Convergence of functions

Theorem 7.15 Weierstrass Convergence Theorem

Limit of a sequence of holomorphic functions is holomorphic.

Let $G$ be an open subset of $\mathbb{C}$ and let $\left(f_n\right)_{n\in\mathbb{N}}$ be a sequence of holomorphic functions on $G$ that converges locally uniformly to $f$ on $G$ . Then $f$ is holomorphic on $G$ .

Proof:

Let $z_0\in G$ . There exists a neighborhood $\overline{B_r(z_0)}\subset G$ of $z_0$ such that $\left(f_n\right)_{n\in\mathbb{N}}$ converges uniformly on $\overline{B_r(z_0)}$ .

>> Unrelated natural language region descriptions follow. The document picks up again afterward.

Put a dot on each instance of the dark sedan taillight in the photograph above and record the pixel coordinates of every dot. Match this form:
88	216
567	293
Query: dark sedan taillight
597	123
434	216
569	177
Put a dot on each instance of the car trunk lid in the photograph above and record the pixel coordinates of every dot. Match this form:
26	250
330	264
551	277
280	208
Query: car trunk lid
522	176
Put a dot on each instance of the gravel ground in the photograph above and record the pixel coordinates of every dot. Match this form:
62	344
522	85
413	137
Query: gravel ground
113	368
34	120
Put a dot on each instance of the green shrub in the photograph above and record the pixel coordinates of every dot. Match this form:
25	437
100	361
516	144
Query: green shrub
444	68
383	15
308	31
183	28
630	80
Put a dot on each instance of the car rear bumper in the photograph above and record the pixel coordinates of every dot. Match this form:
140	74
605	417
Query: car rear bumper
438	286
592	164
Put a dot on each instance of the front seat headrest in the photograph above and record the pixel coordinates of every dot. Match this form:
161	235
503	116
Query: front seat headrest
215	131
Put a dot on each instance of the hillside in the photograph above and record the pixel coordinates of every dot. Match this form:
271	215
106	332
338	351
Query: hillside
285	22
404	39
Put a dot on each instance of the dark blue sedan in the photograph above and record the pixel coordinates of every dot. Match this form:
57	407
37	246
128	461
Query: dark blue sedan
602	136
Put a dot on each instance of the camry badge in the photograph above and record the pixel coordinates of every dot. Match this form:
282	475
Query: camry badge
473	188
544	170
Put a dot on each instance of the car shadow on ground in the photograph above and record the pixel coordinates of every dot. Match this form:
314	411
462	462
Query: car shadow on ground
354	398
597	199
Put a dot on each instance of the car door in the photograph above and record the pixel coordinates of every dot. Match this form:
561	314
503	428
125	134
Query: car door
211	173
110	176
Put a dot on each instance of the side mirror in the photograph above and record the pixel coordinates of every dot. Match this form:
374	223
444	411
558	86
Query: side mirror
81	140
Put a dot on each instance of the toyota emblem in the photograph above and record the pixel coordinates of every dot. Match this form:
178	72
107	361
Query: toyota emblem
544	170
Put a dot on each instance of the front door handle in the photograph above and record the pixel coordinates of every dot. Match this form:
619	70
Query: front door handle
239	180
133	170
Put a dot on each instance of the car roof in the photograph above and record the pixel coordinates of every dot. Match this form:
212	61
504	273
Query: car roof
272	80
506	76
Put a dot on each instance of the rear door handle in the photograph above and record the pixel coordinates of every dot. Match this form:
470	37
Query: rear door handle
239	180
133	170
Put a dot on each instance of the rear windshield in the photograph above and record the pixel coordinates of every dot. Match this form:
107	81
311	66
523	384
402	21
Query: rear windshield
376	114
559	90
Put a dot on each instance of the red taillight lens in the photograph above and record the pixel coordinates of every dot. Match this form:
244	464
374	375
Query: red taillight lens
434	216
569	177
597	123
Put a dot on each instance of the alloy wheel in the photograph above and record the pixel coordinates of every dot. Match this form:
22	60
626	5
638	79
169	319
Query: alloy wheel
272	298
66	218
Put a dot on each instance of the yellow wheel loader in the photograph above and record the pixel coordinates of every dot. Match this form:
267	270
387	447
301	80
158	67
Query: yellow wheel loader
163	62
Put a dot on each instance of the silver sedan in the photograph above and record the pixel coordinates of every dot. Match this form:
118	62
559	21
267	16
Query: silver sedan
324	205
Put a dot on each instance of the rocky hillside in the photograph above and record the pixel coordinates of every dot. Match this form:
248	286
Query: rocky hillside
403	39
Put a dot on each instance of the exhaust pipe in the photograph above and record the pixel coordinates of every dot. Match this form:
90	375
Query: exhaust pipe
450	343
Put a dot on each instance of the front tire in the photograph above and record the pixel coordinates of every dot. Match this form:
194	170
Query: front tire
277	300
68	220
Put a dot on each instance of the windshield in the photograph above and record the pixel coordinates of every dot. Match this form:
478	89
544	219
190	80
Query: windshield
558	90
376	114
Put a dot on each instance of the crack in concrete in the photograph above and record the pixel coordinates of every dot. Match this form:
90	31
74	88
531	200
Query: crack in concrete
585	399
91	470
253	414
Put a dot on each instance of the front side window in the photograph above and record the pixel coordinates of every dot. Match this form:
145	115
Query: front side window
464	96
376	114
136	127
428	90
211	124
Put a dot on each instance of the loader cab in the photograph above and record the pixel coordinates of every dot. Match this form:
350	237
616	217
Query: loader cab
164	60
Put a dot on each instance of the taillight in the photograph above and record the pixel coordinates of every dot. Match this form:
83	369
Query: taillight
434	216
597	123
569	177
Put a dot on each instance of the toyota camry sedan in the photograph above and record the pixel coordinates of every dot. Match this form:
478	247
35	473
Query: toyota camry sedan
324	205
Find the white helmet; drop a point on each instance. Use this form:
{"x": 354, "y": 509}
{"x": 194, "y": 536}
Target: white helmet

Let $C_r=\partial B_r(z_0)$ .

By Cauchy integral formula, we have

f_n(z_0) = \frac{1}{2\pi i}\int_{C_r}\frac{f_n(\zeta)}{\zeta-z_0}d\zeta

$\forall z\in B_r(z_0)$ , we have $\frac{f(w)}{w-\zeta}$ converges uniformly on $C_r$ .

So $\lim_{n\to\infty}f_n(z_0) = f(z_0) = \frac{1}{2\pi i}\int_{C_r}\frac{f(w)}{w-z_0}dw$

So $f$ is holomorphic on $G$ .

QED

Theorem 7.16 Maximum Modulus Principle

If $f$ is a non-constant holomorphic function on a domain $D$ (open and connected subset of $\mathbb{C}$ ), then $|f|$ does not attain a local maximum value on $D$ .

Proof:

Assume at some point $z_0\in D$ , $|f(z_0)|$ is a local maximum. $\exists r>0$ such that $\forall z\in \overline{B_r(z_0)}$ , $|f(z)|\leq |f(z_0)|$ .

If $f(z_0)=0$ , then $f(z)$ is identically 0 on $B_r(z_0)$ . (by identity theorem)

Else, we can assume that without loss of generality that $f(z_0)>0$ . By mean value theorem,

f(z_0) = \frac{1}{2\pi}\int_0^{2\pi}f(z_0+re^{i\theta})d\theta

So $f(z_0) =$

/* TRACK LOST */

Corollary 7.16.1 Minimum Modulus Principle

If $f$ is a non-constant holomorphic function on a domain $D$ (open and connected subset of $\mathbb{C}$ ), and $f$ is non zero on $D$ , then $\frac{1}{f}$ does not attain a local minimum value on $D$ .

Proof:

Let $g(z) = \frac{1}{f(z)}$ . $g$ is holomorphic on $D$ .

QED

Theorem 7.17 Schwarz Lemma

Let $f$ be a holomorphic map of the open unit disk $D$ into itself, and $f(0)=0$ . Then $\forall z\in D$ , $|f(z)|\leq |z|$ and $|f'(0)|\leq 1$ .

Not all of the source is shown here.